Why it's cool: The bank can upgrade on a number of fronts with minimal IT staff.


At T Bank, the big new IT project is more than a new deployment — it's a cross-enterprise method of using virtualization and outsourcing to enable a bunch of smaller IT projects: customer relationship management, online banking, payments, loan origination, new channels, even a reimagining of the most mundane of technology department tasks: "keeping the lights on."

"We now have multiple monitors on every desk, electronic monitoring cameras in banking centers. There is simply so much technology that the demand on IT support is significantly more than average. It's too hard for one tech support person to handle," says Thad Hutcheson, the bank's chief technology officer.

The Dallas-area bank's internal IT staff basically is Hutcheson, who is in charge of tech strategy and making sure the workstations work. But maintenance was just a small part of the challenge. T Bank, which has three banking centers in the Dallas area, has to compete with far larger banks; quickly upgrade customer-facing technology like mobile; and add staff technology such as remote access, advanced email and business continuity that is less reliant on facilities the bank leases but doesn't own.

To pull off these upgrades, the bank began migrating its internal server functions to a third party, Computer Services Inc., in late 2011. The project involves the hosting of email clients, server applications, storage and internal networks. By combining outsourced infrastructure and hardware services with CSI's integrated management and security solutions, Hutcheson has access to secure data centers with multiple levels of physical security and disaster recovery. The bank can also scale services to meet growth needs without buying hardware that exceeds the small bank's purchasing power.

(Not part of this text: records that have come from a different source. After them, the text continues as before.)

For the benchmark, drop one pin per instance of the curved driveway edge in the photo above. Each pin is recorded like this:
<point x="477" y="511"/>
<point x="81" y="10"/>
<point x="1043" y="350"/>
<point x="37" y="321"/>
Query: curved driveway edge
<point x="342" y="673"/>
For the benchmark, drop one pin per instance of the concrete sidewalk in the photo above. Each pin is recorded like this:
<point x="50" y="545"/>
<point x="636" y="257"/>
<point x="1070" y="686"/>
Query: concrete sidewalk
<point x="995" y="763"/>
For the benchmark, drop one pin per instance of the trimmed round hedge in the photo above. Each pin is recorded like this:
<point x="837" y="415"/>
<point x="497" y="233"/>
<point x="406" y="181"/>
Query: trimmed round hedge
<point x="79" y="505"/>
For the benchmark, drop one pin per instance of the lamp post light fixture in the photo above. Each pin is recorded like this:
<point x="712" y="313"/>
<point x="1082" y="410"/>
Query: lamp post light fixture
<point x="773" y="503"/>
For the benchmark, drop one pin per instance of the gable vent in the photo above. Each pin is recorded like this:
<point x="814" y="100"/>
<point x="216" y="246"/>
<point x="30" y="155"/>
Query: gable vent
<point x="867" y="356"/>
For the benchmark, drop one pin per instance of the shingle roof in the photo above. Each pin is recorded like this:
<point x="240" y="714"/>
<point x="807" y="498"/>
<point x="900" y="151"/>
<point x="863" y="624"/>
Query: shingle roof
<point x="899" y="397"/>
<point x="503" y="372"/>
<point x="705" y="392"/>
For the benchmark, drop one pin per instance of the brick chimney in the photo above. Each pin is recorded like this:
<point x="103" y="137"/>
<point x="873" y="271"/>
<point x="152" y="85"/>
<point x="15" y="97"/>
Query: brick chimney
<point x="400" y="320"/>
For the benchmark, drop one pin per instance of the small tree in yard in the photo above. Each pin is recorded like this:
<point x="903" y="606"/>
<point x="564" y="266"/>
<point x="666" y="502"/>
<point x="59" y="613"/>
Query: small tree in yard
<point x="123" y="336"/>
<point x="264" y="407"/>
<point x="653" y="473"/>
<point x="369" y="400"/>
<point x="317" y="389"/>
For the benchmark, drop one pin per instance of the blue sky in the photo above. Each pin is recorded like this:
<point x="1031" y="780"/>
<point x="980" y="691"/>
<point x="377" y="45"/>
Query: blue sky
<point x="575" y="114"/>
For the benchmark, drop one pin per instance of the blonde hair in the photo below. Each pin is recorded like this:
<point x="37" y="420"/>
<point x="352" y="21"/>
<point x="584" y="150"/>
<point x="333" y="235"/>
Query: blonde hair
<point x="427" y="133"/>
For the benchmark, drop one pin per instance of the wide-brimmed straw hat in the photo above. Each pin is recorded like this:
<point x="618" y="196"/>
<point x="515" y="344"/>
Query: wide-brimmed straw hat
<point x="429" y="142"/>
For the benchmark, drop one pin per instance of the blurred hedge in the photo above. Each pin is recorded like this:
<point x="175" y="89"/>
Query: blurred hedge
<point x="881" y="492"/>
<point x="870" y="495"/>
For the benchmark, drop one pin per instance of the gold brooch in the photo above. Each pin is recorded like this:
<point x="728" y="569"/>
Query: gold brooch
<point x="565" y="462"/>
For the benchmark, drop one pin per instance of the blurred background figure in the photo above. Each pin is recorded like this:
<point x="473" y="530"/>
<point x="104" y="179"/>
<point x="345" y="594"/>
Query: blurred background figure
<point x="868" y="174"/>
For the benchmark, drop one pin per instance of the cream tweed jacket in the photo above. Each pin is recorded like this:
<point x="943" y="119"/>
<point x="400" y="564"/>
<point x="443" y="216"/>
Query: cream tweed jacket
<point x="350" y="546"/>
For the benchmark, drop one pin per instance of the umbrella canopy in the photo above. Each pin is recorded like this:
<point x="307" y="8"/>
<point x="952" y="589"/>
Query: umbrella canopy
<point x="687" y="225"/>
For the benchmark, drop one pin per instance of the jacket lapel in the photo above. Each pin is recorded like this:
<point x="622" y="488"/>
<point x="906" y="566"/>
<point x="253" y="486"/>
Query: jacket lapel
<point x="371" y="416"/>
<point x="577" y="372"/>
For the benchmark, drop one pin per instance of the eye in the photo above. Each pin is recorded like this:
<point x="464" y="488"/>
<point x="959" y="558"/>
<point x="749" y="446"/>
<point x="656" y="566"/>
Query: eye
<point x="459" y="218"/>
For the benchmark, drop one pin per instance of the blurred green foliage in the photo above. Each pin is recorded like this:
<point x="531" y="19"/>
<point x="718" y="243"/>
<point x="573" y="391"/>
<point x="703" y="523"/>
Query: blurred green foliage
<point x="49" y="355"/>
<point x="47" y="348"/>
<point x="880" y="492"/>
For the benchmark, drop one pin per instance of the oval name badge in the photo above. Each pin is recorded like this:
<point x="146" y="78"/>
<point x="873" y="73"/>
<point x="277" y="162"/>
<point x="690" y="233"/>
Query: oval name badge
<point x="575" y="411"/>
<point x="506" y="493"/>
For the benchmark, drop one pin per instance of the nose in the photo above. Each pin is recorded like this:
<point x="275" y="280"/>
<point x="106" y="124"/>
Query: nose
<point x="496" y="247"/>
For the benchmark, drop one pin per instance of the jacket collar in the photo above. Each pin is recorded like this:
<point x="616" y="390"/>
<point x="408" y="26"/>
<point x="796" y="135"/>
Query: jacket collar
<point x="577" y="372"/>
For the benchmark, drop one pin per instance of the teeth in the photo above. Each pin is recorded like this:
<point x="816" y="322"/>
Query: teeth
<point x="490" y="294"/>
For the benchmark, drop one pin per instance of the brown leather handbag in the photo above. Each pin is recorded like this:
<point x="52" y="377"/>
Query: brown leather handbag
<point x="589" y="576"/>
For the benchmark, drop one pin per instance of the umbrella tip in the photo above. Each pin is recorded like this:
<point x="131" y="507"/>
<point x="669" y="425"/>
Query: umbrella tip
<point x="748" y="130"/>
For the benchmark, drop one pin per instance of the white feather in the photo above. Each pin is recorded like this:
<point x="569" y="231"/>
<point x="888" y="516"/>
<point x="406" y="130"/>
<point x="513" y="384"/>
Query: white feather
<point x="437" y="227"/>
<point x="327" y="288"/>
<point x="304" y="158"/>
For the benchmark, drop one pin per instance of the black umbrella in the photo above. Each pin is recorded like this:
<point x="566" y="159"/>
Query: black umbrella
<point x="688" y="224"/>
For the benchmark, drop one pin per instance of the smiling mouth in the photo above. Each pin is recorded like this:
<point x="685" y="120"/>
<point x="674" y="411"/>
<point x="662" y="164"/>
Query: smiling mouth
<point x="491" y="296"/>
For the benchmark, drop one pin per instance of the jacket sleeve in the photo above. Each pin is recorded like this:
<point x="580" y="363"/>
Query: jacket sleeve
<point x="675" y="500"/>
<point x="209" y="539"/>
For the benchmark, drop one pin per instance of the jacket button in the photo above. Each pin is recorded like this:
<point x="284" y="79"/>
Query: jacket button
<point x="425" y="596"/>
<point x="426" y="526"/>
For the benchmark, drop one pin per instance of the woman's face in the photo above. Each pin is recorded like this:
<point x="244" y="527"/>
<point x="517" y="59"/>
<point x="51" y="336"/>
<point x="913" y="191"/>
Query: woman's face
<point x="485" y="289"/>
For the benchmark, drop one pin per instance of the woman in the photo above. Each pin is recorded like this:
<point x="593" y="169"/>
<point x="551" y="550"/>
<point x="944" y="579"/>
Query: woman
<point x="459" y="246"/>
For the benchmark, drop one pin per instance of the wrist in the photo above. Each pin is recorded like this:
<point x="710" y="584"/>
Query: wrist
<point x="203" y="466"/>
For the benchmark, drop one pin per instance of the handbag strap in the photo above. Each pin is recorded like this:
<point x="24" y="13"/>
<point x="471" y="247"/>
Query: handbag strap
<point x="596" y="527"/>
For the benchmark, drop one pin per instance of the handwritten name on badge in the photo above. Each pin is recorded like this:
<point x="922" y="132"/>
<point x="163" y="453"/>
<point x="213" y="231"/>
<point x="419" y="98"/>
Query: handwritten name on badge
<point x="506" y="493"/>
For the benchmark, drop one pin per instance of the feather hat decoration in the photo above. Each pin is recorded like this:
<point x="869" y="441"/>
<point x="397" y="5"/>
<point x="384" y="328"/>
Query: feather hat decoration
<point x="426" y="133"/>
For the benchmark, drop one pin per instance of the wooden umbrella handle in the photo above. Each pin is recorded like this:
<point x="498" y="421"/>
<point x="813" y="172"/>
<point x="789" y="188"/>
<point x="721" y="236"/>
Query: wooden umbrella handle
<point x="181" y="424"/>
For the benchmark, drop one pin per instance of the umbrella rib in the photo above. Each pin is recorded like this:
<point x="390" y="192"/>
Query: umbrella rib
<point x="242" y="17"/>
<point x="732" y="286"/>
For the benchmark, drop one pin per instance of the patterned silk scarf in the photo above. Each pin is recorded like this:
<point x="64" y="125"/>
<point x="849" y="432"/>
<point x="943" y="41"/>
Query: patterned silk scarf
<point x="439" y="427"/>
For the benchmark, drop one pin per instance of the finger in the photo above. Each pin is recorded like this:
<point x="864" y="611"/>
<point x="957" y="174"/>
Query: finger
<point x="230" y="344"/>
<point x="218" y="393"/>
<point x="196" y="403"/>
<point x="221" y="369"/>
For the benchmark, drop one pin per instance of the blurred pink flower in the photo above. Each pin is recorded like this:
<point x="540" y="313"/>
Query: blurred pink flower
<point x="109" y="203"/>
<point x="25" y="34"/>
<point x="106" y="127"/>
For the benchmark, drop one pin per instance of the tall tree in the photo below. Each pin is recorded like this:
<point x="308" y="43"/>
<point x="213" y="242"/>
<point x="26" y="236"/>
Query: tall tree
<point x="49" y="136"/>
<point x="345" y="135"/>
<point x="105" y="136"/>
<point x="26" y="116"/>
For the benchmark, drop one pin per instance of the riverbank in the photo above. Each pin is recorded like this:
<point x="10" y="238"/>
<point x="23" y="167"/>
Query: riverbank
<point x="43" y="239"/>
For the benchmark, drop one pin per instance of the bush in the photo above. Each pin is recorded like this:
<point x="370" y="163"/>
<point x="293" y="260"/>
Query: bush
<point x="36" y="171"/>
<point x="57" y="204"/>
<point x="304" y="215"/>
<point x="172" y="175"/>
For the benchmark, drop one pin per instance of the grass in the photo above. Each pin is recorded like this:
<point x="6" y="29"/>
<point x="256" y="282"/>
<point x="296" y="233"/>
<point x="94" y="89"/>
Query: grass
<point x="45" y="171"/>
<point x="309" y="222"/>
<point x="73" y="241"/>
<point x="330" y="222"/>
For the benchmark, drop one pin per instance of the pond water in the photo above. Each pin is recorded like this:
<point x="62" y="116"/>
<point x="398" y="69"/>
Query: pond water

But the project is more than jobbing out IT. Hutcheson sits at what amounts to a vast IT control panel, able to execute strategy that combines the bank's business objectives with technology without getting bogged down in the day-to-day details.

"We're a $150 million company. This deal with CSI is kind of like having an entire building of IT guys who work for me. I know they also work for other companies, but they respond quickly. It doesn't make sense to do all of that work in-house," Hutcheson says. He estimates the move will cut the bank's IT expense in half. CSI people monitor, track and manage the IT network, taking that work out of Hutcheson's hands.

Through virtualized servers, CSI allows the bank to add functions speedily and at minimal cost. The expense of delivery is included in the fees the bank pays CSI. Hutcheson says that allows business initiatives developed in consult with business lines to be put into action right away. T Bank recently added a new document management system, linked to its CRM platform, to accommodate its paper-reduction initiative. "We can call CSI to say we need a new virtual server to deliver the new document management solution. Within a couple of hours, they spin up the server installation package and set up a VPN for our engineer to install the solution," Hutcheson says.

The bank made a similar upgrade to its email system, migrating from Exchange 2003 to Exchange 2010, which offers improved remote access to T Bank's email network. "We can offer Outlook Web access on the Internet with more mobility and a better iPhone deployment," Hutcheson says.

CSI Managed Services data centers are located in four disparate locations, and are subject to SAS-70 Type II audits, BITs assessments, security and ISO 27001 audits. Hutcheson says this provides redundancy, which fosters business continuity. At its physical locations, where it is leasing space, T Bank doesn't "control the power and the buildings' environments. We didn't want to rely on the infrastructures of the buildings themselves." A power outage at the Dallas headquarters, for example, would not cause other offices to lose Internet access.